Experiences from the Catch – MISS-project

Bijan Ranjbar-Sahraei and Julia Efremova

MiSS: Mining Social Structures from Genealogical Data
Partners – Eindhoven University of Technology, Maastricht University, Brabant Historical Information Center
From 2012 to 2016

The starting point of MiSS project was the large collection of historical documents maintained by the Brabant Historical Information Center (BHIC). A document could be anything ranging from scans of birth and death certificates to estate tax and loan declarations. The status of the collection was that the documents had been tagged by source and subject. Researchers could use keyword-based search to find relevant documents for their research (either a scan or a pointer to a physical location) based on those tags. The database, however, was not at all flawless; many names were duplicate, had several alternative spellings, or even contained mistakes. Furthermore, important semantic links such as the husband-wife relations were only implicitly available, making simple tasks such as finding out if two given persons were related, very labor intensive.

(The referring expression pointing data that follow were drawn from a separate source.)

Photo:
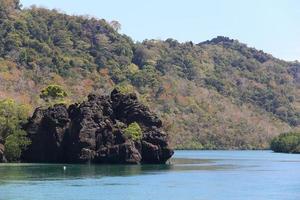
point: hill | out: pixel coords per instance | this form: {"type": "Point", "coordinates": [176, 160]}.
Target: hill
{"type": "Point", "coordinates": [215, 94]}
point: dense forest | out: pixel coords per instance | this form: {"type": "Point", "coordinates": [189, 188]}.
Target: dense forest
{"type": "Point", "coordinates": [216, 94]}
{"type": "Point", "coordinates": [286, 143]}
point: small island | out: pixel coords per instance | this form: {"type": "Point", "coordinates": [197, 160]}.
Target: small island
{"type": "Point", "coordinates": [104, 129]}
{"type": "Point", "coordinates": [286, 143]}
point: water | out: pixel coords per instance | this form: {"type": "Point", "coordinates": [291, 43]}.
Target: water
{"type": "Point", "coordinates": [191, 175]}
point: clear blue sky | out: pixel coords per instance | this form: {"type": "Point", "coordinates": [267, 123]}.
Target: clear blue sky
{"type": "Point", "coordinates": [270, 25]}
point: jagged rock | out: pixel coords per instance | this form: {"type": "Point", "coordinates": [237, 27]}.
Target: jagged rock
{"type": "Point", "coordinates": [93, 131]}
{"type": "Point", "coordinates": [46, 129]}
{"type": "Point", "coordinates": [2, 158]}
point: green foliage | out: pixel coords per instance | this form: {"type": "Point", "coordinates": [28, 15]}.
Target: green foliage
{"type": "Point", "coordinates": [133, 131]}
{"type": "Point", "coordinates": [12, 116]}
{"type": "Point", "coordinates": [125, 88]}
{"type": "Point", "coordinates": [221, 92]}
{"type": "Point", "coordinates": [286, 143]}
{"type": "Point", "coordinates": [53, 92]}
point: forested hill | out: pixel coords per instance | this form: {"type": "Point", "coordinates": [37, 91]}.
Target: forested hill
{"type": "Point", "coordinates": [215, 94]}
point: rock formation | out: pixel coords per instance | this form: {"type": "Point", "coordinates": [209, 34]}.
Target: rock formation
{"type": "Point", "coordinates": [93, 131]}
{"type": "Point", "coordinates": [2, 158]}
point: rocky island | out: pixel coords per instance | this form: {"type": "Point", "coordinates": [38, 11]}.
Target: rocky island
{"type": "Point", "coordinates": [103, 129]}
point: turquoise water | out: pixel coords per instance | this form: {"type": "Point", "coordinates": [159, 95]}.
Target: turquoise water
{"type": "Point", "coordinates": [191, 175]}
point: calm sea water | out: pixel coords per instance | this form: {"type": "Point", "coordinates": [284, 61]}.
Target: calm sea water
{"type": "Point", "coordinates": [191, 175]}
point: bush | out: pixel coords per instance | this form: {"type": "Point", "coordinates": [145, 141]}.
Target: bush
{"type": "Point", "coordinates": [133, 131]}
{"type": "Point", "coordinates": [125, 88]}
{"type": "Point", "coordinates": [53, 93]}
{"type": "Point", "coordinates": [286, 143]}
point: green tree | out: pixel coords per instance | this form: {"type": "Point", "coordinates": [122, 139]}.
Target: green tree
{"type": "Point", "coordinates": [133, 131]}
{"type": "Point", "coordinates": [12, 116]}
{"type": "Point", "coordinates": [53, 93]}
{"type": "Point", "coordinates": [286, 143]}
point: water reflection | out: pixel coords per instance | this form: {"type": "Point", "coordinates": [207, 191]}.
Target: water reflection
{"type": "Point", "coordinates": [36, 172]}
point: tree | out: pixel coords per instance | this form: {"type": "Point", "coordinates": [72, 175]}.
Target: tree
{"type": "Point", "coordinates": [53, 93]}
{"type": "Point", "coordinates": [115, 25]}
{"type": "Point", "coordinates": [12, 117]}
{"type": "Point", "coordinates": [133, 131]}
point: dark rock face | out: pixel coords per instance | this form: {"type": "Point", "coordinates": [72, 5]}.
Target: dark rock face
{"type": "Point", "coordinates": [93, 131]}
{"type": "Point", "coordinates": [2, 158]}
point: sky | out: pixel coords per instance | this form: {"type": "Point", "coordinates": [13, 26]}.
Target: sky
{"type": "Point", "coordinates": [269, 25]}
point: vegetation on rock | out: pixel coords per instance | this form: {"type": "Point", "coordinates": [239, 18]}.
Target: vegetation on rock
{"type": "Point", "coordinates": [219, 93]}
{"type": "Point", "coordinates": [133, 131]}
{"type": "Point", "coordinates": [286, 143]}
{"type": "Point", "coordinates": [12, 117]}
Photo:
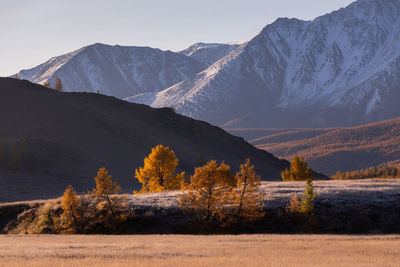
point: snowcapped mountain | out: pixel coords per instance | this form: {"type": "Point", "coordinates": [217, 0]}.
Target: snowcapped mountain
{"type": "Point", "coordinates": [120, 71]}
{"type": "Point", "coordinates": [208, 53]}
{"type": "Point", "coordinates": [340, 69]}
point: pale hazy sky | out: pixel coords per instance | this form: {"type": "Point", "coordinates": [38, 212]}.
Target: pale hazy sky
{"type": "Point", "coordinates": [32, 31]}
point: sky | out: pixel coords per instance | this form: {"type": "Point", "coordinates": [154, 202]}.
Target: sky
{"type": "Point", "coordinates": [32, 31]}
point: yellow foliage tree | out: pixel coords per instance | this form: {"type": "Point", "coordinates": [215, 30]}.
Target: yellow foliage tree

Therefore, MiSS addresses the problem of how to derive identities of persons and social structures from large sets of genealogical data available as structured and unstructured data with incomplete information. In order to do so MiSS investigates and deploys a combination of techniques from data mining, machine learning and human computation. The project goals are (a) a semantically enriched and cleaned version of the current database of the BHIC; (b) the development of advanced search tools to support historical research; and (c) providing automatic tools for supporting large scale prosopographical research.